La musique fait partie des choses qui nous ont le plus fatigués dans le film parce qu'on n'a pas eu beaucoup de temps pour la travailler. Ceci dit, on a été au bout de ce qu'on avait à faire avec ce qu'on avait. Mais je peux dire que s'il y a une seule frustration dans toute cette histoire, c'est de n'avoir pas pris assez le temps et la disponibilité de voir ce qu'on pouvait faire de notre bande-son. On a traité au mieux la musique, sincèrement, dans l'esprit des choses, et ça, c'est en grande partie grâce au monteur qui après un premier bout à bout s'est amusé à balancer des musiques sur certaines images et à nous les proposer et il se trouve que ça allait dans le sens qu'on cherchait donc on s'est enfoncé là-dedans.

Pour le choix des musiques, il n'y a pas eu un musicien sur le film en particulier ?

Oui, il y a eu un musicien pour les morceaux originaux.

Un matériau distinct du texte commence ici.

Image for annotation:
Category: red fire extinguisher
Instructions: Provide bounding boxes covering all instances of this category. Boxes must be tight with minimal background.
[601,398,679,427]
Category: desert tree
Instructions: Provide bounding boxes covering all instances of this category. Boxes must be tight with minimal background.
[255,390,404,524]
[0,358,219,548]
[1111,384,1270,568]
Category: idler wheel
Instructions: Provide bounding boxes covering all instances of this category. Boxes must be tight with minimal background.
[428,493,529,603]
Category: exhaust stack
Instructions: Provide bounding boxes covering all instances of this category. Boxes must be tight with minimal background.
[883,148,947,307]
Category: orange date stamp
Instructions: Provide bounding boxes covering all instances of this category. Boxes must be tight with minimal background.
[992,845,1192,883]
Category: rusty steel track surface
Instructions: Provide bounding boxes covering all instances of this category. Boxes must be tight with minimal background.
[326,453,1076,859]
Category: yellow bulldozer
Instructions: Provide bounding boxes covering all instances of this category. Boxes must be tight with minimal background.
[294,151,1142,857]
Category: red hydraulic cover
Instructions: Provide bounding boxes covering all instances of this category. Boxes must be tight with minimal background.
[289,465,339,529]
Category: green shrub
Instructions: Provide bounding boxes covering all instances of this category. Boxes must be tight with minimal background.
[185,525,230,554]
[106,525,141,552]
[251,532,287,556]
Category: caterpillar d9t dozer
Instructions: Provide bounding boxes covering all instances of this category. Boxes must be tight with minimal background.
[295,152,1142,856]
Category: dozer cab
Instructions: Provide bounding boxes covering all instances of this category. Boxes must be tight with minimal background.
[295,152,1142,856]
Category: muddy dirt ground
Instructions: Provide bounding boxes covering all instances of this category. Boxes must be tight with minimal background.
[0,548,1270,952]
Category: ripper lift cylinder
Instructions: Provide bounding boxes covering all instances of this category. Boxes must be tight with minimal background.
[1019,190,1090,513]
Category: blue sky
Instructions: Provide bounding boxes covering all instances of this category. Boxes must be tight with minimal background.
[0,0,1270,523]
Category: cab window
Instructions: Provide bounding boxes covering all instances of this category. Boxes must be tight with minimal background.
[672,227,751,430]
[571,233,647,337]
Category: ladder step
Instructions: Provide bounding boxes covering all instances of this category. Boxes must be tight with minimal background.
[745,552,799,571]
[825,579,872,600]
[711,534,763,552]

Tout ce qui est musique de Ouaga, le thème a été composé par un musicien qui s'appelle Mokhtar Samba. Il y a quelques morceaux aussi d'atmosphère créés par lui sous la direction de Marc Miller qui est un compositeur de Paris. Ils ont conçu ça comme ils pouvaient avec le temps dont ils disposaient aussi. Et même si nos rêves étaient autres, nous apprécions assez le résultat. Pour le reste, le concept de la bande-son vient de nous, du montage, de la production, de la monteuse son surtout, qui nous a vraiment proposé ce concept sonore. Parce que les atmosphères sont tout à fait décalées. Ce n'est pas du tout réaliste. Qui connaît l'ambiance sonore de la ville de Ouaga sait qu'on est à côté de la plaque. C'est là le truc sur lequel on a voulu jouer. C'est elle qui l'a proposé. La production m'a apporté des gens vraiment intéressants, mais au départ je ne savais pas à qui j'avais affaire. Là mon équipe a 100 % changé ! Je n'ai pas mon chef photo, pas mon ingénieur du son, pas ma monteuse… Je me suis jeté à l'eau à 100 % et j'ai rencontré des gens qui ont chaque fois apporté des choses qui ont nourri ce qu'on voulait faire : ça ouvre les horizons.
Pour conclure, je voudrais dire que ce n'est pas que des fleurs qu'on se lance : il y a une éthique de la création qui veut que chacun participe, et ma conception du cinéma est que c'est plus que jamais de la création collective. Je suis sûr que si j'ai un mauvais directeur photo, j'aurai de la mauvaise lumière, et si le monteur n'est pas bon, le film sera bancal, etc. De mon point de vue, le rôle d'un metteur en scène c'est de canaliser, de gérer les talents.